"Victory" Record

Local rockers Arapyma unveil their new CD, Victory or Death, Saturday at Covington's Mad Hatter. The CD release show also features performances from Gerald's Rainbow, Black Tractor and Dayton's Once

Local rockers Arapyma unveil their new CD, Victory or Death, Saturday at Covington's Mad Hatter. The CD release show also features performances from Gerald's Rainbow, Black Tractor and Dayton's Once-ler. Showtime is 9:30 p.m., and admission is $5. The show is open to those 18 and up.

Arapyma have elements of varying forms of hard and heavy Rock & Roll in their music, which makes them either the kind of versatile band that could fit easily on a wide range of bills and draw from a diverse pool of fans or a pariah due to their aggressive eclecticism. Fans of brawny Hard Rock who are not caught up in the genrefication of music will simply appreciate Victory or Death for the creativity, solid performances and pure Rock power. The band constructs a neck-snapping conglomeration of influences on the album, from vintage wiedle-wiedle Metal (in the form of dual guitar harmonies and shred-worthy solos) to gut-punch Punk (evident mostly in the energy and the Clorox-gargled, yet impressively melodic, vocals) to more modern adventures in Hard Rock. There's also an element of progressiveness in the band's writing style, which brings together the winding, unpredictable structuring of today's Prog Metal heroes with the epic-ness of yesteryear's long-song purveyors (Maiden, et al).

After a classic Metal intro, the album thunders into "All For What," a volatile anti-hard-drug screed with trademark intensity, multi-faceted riff textures and a rousing chorus hook that has the hair-raising effect of an old Punk anthem. Elsewhere, "Lining Your Pockets" shows the band's wise use of space, with roomy chunking that allows the band to breath fire between the pulsating barrage, while "So Pure" dials back the energy slightly but keeps the explosiveness on high for a ballad-esque slow grind that wouldn't be out of place on commercial Rock radio.

It's one thing to have such contrasting influences; it's another to successfully reassemble them into something melodically memorable, non-cheesily dynamic and consistently compelling. Arapyma thrives in their exploratory habitat by not only never wholly committing to one style over the other, but by doing so with a careful eye on clever, impacting songwriting and craftsmanship. (myspace.com/arapyma)

More Local Notes
· The folks behind the "Rivertown Music Club" benefit/local music series launch a new monthly, acoustic "happy hour" showcase this Friday at the Courtyard Café. The inaugural gig features performances from singer/songwriters Brian Miller (of The Junior Revolution), Ryan Mallot (500 Miles to Memphis), Sam Nation (The 13s), G. Burton (Hyde Park Outrage), Bob Cushing, the Visceral Elixir Trio and RTMC founder Kelly Thomas. Music starts at 4:30 p.m., and there is no cover charge. The Rivertown Music Club has also begun accepting applications for the Red MacCormack Memorial Grant, which doles out money for recording projects by local acts (G. Burton, Kristen Key and The Turnbull ACs received the grants last year). Deadline is March 31 and the grant will be awarded in July. For more info, go to myspace.com/therivertownmusicclub.

· The John Lennon tribute show scheduled for Dec. 8 but cancelled due to an abrupt snowstorm has been rescheduled for this Saturday at the Rohs Street Café. "The 25 Year Echo — A Tribute to the Legacy of John Lennon," presented in conjunction with Blue Jordan Records, features Lennon tunes played by local performers Rob Fetters, Mike Helm, Ric Hordinski, Maurice Mattei, Janet Pressley, Ashley Peacock, Jayne Sachs, David Woflenberger, The Sweeneys and Kim Taylor. Proceeds from the 8 p.m. concert go to the Foster Children Enrichment Council.

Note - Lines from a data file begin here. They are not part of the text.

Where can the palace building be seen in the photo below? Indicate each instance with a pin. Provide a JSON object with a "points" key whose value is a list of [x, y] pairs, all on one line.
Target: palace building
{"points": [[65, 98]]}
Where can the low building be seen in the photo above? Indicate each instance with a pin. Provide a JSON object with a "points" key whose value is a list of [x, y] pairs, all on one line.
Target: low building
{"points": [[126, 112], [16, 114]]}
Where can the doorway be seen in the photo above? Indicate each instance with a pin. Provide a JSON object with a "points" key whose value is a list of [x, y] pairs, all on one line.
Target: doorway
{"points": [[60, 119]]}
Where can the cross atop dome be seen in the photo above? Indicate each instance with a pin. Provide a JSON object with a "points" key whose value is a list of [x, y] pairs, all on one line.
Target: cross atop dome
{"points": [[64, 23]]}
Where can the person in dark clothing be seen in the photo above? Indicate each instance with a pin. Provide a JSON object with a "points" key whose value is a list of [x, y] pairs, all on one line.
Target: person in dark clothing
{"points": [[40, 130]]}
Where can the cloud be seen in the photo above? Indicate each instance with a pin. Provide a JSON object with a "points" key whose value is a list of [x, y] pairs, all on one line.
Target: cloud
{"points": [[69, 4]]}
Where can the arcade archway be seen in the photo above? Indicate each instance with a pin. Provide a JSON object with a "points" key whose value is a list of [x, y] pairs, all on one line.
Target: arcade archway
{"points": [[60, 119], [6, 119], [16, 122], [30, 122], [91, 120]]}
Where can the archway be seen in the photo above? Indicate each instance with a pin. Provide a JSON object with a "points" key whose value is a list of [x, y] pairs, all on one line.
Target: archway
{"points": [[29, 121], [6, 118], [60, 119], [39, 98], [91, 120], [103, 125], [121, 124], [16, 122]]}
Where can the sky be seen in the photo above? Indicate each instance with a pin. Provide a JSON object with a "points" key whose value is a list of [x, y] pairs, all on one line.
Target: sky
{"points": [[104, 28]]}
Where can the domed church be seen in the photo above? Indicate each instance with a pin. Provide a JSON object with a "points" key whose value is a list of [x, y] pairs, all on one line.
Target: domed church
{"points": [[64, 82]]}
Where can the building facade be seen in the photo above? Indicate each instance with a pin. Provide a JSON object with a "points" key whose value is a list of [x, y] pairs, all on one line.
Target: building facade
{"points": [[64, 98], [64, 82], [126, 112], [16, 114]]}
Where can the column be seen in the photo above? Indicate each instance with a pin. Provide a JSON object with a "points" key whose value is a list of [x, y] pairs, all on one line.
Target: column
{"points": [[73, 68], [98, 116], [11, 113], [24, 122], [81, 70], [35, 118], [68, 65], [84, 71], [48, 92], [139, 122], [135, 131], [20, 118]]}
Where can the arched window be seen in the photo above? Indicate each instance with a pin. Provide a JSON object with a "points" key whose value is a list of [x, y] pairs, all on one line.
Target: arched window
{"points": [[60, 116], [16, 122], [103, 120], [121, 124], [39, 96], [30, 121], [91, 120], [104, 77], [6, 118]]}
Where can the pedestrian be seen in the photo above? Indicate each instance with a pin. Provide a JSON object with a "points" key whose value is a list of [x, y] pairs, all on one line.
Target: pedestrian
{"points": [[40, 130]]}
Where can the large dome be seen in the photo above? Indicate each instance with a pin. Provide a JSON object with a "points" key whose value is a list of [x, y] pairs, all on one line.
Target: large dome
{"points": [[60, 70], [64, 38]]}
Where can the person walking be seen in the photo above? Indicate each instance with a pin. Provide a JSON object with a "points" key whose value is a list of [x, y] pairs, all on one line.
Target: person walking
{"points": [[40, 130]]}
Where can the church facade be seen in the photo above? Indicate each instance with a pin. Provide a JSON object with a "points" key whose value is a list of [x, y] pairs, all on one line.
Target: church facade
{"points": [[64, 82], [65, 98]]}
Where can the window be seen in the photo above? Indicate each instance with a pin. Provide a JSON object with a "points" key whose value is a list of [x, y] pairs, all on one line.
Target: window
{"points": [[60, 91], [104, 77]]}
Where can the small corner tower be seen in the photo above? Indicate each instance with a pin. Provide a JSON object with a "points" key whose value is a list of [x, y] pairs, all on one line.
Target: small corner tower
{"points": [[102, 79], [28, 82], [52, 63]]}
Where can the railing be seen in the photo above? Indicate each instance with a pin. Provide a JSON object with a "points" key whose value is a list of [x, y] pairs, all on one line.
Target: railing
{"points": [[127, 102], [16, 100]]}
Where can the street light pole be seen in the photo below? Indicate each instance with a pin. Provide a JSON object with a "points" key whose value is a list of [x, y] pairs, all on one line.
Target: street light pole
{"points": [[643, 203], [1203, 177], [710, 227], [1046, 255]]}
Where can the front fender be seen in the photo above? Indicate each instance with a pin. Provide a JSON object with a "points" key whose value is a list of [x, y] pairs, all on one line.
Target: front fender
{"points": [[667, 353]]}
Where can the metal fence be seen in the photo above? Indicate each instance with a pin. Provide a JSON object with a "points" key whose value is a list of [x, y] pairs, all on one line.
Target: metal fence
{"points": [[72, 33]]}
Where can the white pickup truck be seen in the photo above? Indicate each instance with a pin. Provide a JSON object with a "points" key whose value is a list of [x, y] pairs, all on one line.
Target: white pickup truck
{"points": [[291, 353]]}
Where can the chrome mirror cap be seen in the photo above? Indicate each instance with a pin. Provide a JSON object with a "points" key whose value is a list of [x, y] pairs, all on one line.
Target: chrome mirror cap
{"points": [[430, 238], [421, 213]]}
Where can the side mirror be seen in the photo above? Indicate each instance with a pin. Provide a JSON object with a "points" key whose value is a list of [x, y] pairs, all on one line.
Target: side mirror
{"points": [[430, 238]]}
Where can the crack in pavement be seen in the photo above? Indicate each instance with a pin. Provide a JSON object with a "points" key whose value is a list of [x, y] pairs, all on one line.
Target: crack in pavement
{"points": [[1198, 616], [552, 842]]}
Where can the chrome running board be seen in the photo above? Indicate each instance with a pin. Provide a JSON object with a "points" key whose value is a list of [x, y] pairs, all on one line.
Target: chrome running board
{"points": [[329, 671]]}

· It's a different kind of tribute show on Saturday at the Southgate House, as the local band Leisure (formerly known as The Bees) performs a song-by-song cover of David Bowie's entire The Rise and Fall of Ziggy Stardust and the Spiders From Mars album. The group — who've expanded to a six-piece for the show to capture the album's arrangements as accurately as possible — will follow the Ziggy performance with a set featuring other Bowie faves and some original songs. The Infinity Ball, Hyperstatic and Hayes Shanesy open the night.

· Newcomers GhostMonster — featuring singer/songwriter Mike Goetz, former The Hill bassist Jeremy Gould and drummer Rory Sandhage — play their first show Friday at Stanley's Pub, opening for Grand Oversoul. The trio is also releasing its debut CD, Hair-Raising Adventure, at the gig.